DÜĞMEYE BASILMIŞ BİLE
Başbakan Yardımcısı'nın "Üçüncü yargı paketinde usule dair birkaç
düzenleme yapıldı ve şu anda
Meclis Genel Kurulu'na indi. Önümüzdeki hafta da çıkacaktır" sözleri, "Özel Mahkemeler için düğmeye zaten basılmış" olarak yorumlandı.
AVUKATLARDAN "ÖZEL YETKİLİ MAHKEMELER KAPATILMASIN" EYLEMİ
BOĞAZİÇİ Avukatlar Derneği üyesi bir grup
avukat, "Özel yetkili mahkemeler kapatılmasın" diyerek,
adliye önünde
eylem yaptı.
Çağlayan’daki
İstanbul Adalet Sarayı önünde toplanan avukatlar adına
Boğaziçi Avukatlar Derneği Başkanı
Fikret Duran yaptığı açıklamada, özel yetkili mahkemelerin kapatılmaması gerektiğini savundu.
Türkiye’nin, darbelerin ve muhtıraların birbirini takip ettiği,
toplumun
kaos ortamında tutulduğu günleri geride bıraktığını ifade eden avukat Duran, "Bu
ülke bırakın cuntaların yargılanabildiği, cuntaların tartışılamadığı günlerden bugünlere geldi. Şimdi toplumun darbecilere
prim vermeyişinde, suç işleyen herkesin sıfatına, unvanına, sosyal konumuna bakılmaksızın yargılanabilmesinde, eli güçlendirilmiş olan hakim ve savcıların görev yaptığı özel yetkili mahkemeler ve bu mahkemelerin yürüttüğü Ergenekon, Balyoz, KCK gibi önemli davaların bulunduğu bir gerçektir" diye konuştu.
"ÖZEL YETKİLİ MAHKEMELER ÜZERİNDEN YÜRÜTÜLMEK İSTENEN TARTIŞMA HUKUKİ VE BİLİMSEL DEĞİLDİR"
"Çete ve mafyatik yapılanmaların belinin kırılmasında en önemli faktör olan özel yetkili savcılıkların ve mahkemelerin kaldırılması ya da yetkilerinin sınırlandırılması gibi ülkeyi tekrar kaotik günlere döndürecek tartışmalara girilmesini hayretle ve esefle takip ediyoruz" diyen Duran, sözlerine şöyle devam etti:
"Bugün bu mahkemelerin mevcudiyetini ve yetkilerini tartışmaya açanlar, eskisi gibi dokunulmazlık özleminde olan darbeciler ve çetelerdir.

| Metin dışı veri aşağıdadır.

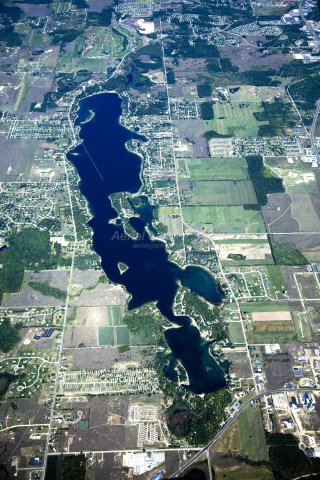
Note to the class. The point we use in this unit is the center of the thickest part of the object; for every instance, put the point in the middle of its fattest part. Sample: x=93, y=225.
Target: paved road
x=312, y=131
x=227, y=425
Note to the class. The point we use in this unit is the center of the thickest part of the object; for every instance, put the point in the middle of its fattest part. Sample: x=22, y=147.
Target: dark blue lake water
x=105, y=166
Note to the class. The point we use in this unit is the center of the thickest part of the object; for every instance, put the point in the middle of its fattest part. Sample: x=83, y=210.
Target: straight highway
x=227, y=425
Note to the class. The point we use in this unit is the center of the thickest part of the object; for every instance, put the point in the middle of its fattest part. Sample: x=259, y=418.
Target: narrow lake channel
x=105, y=166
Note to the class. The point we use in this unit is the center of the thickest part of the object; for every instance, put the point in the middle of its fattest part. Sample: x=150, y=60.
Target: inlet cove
x=105, y=167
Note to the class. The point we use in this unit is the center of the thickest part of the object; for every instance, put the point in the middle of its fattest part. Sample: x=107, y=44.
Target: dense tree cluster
x=212, y=317
x=9, y=335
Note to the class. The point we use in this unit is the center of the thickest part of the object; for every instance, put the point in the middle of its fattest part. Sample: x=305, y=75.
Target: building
x=272, y=348
x=316, y=451
x=157, y=475
x=143, y=462
x=307, y=400
x=293, y=403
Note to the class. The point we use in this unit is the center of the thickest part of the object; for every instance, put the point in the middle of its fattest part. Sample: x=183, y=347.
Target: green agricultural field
x=270, y=337
x=235, y=119
x=106, y=43
x=234, y=241
x=298, y=180
x=243, y=472
x=114, y=314
x=248, y=262
x=303, y=211
x=264, y=307
x=214, y=169
x=106, y=336
x=220, y=193
x=252, y=435
x=302, y=326
x=224, y=219
x=235, y=332
x=123, y=337
x=276, y=277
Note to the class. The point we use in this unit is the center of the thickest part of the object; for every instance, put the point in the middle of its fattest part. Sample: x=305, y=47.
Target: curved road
x=314, y=146
x=227, y=425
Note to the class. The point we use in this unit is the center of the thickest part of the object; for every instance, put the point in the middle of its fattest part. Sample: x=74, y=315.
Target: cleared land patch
x=236, y=332
x=274, y=316
x=252, y=435
x=224, y=219
x=251, y=250
x=272, y=321
x=213, y=169
x=220, y=193
x=170, y=216
x=258, y=94
x=236, y=118
x=304, y=213
x=230, y=440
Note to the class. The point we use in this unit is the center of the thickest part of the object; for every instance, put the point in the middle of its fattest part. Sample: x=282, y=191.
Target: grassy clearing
x=302, y=326
x=273, y=326
x=114, y=314
x=252, y=434
x=270, y=337
x=298, y=180
x=304, y=213
x=276, y=277
x=224, y=219
x=220, y=193
x=246, y=262
x=234, y=241
x=174, y=224
x=235, y=332
x=235, y=118
x=243, y=472
x=264, y=307
x=215, y=168
x=123, y=337
x=230, y=440
x=106, y=42
x=106, y=336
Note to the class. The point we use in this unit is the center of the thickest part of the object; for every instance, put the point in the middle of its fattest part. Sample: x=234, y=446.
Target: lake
x=106, y=166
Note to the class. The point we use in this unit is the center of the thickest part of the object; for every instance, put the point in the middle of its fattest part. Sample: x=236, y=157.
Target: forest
x=212, y=317
x=9, y=335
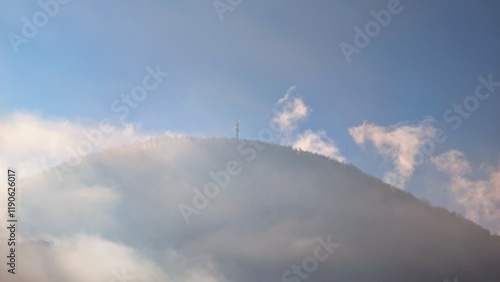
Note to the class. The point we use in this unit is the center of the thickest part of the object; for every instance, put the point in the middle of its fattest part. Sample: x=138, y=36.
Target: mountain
x=188, y=209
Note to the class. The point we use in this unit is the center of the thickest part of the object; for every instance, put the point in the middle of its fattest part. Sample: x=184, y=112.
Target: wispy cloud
x=292, y=110
x=400, y=143
x=479, y=197
x=318, y=142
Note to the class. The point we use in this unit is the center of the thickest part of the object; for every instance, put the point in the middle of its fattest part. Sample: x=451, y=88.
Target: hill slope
x=267, y=214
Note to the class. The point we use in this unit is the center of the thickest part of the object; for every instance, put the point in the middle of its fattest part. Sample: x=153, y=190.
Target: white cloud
x=317, y=142
x=32, y=144
x=481, y=197
x=291, y=111
x=399, y=142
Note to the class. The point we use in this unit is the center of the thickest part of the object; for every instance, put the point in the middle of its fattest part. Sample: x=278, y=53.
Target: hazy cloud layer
x=32, y=144
x=479, y=197
x=400, y=143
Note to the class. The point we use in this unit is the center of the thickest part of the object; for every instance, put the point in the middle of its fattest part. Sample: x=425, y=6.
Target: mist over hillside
x=187, y=209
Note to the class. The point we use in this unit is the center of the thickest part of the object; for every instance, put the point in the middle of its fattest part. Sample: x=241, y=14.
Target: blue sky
x=426, y=59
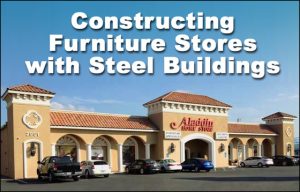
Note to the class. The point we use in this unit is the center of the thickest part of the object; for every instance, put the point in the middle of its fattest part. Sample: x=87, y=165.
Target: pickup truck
x=58, y=167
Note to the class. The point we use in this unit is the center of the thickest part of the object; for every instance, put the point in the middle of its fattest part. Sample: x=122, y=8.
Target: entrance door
x=32, y=156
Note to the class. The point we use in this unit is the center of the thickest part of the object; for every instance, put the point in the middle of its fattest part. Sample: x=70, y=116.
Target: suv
x=197, y=164
x=257, y=161
x=284, y=160
x=54, y=167
x=143, y=166
x=95, y=168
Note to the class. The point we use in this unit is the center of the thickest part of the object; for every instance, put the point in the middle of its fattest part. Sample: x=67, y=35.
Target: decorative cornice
x=175, y=107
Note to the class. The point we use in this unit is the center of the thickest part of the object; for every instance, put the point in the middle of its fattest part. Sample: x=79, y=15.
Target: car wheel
x=75, y=178
x=87, y=174
x=141, y=171
x=50, y=177
x=284, y=163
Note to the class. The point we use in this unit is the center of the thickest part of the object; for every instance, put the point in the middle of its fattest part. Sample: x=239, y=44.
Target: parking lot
x=231, y=179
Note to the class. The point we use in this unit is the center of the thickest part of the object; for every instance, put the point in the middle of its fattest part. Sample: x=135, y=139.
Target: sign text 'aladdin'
x=189, y=124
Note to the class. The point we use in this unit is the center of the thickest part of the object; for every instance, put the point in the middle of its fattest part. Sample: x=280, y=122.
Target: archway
x=68, y=145
x=133, y=148
x=32, y=152
x=235, y=150
x=267, y=148
x=205, y=142
x=101, y=149
x=252, y=148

Yıllarca kendilerine hiçbir kamusal ya da sivil otoritenin dokunamadığı bu çeteler, bu gün artık kendilerine dokunulabilmesini hazmedememektedirler. Özel Yetkili Mahkemeler üzerinden yürütülmek istenen tartışma hukuki ve bilimsel bir tartışma değil geçmişten gelen dokunulamama alışkanlığının ve arzusunun bir uzantısıdır. CMK 250. maddesine göre kurulmuş mahkemelerin mevcudiyetini hukukilik değerlendirmesi yaparak ele almalıdır. Gerek Ergenekon, Balyoz ve gerekse KCK davalarında yargılanan sanıkların, özel yetkili mahkemelerin mevcudiyetine ve yargılama usullerine dair itirazlarla AİHM’ne yaptıkları müracaatlar defaatle reddedilmiştir. Bu mahkemelerde yapılan yargılama usullerinin başlı başına insan haklarına aykırılık teşkil etmediği AİHM kararları ile de tescil edilmiştir"
Türkiye’de demokrasinin, 10 yıl öncesine göre büyük yol kat ettiğini savunan avukat Duran, "Kimsenin yaptığının yanına kar kalmadığı bir Türkiye’ye doğru ilerliyoruz, yapılacak hatalarla bu yoldan dönülmeyeceğine inanıyoruz. Hukukun üstünlüğüne inanmış bir sivil toplum örgütü olarak,
adalete atılan her adımın yanında olduğumuzu, bundan sonra da olacağımızı temin ediyoruz" dedi.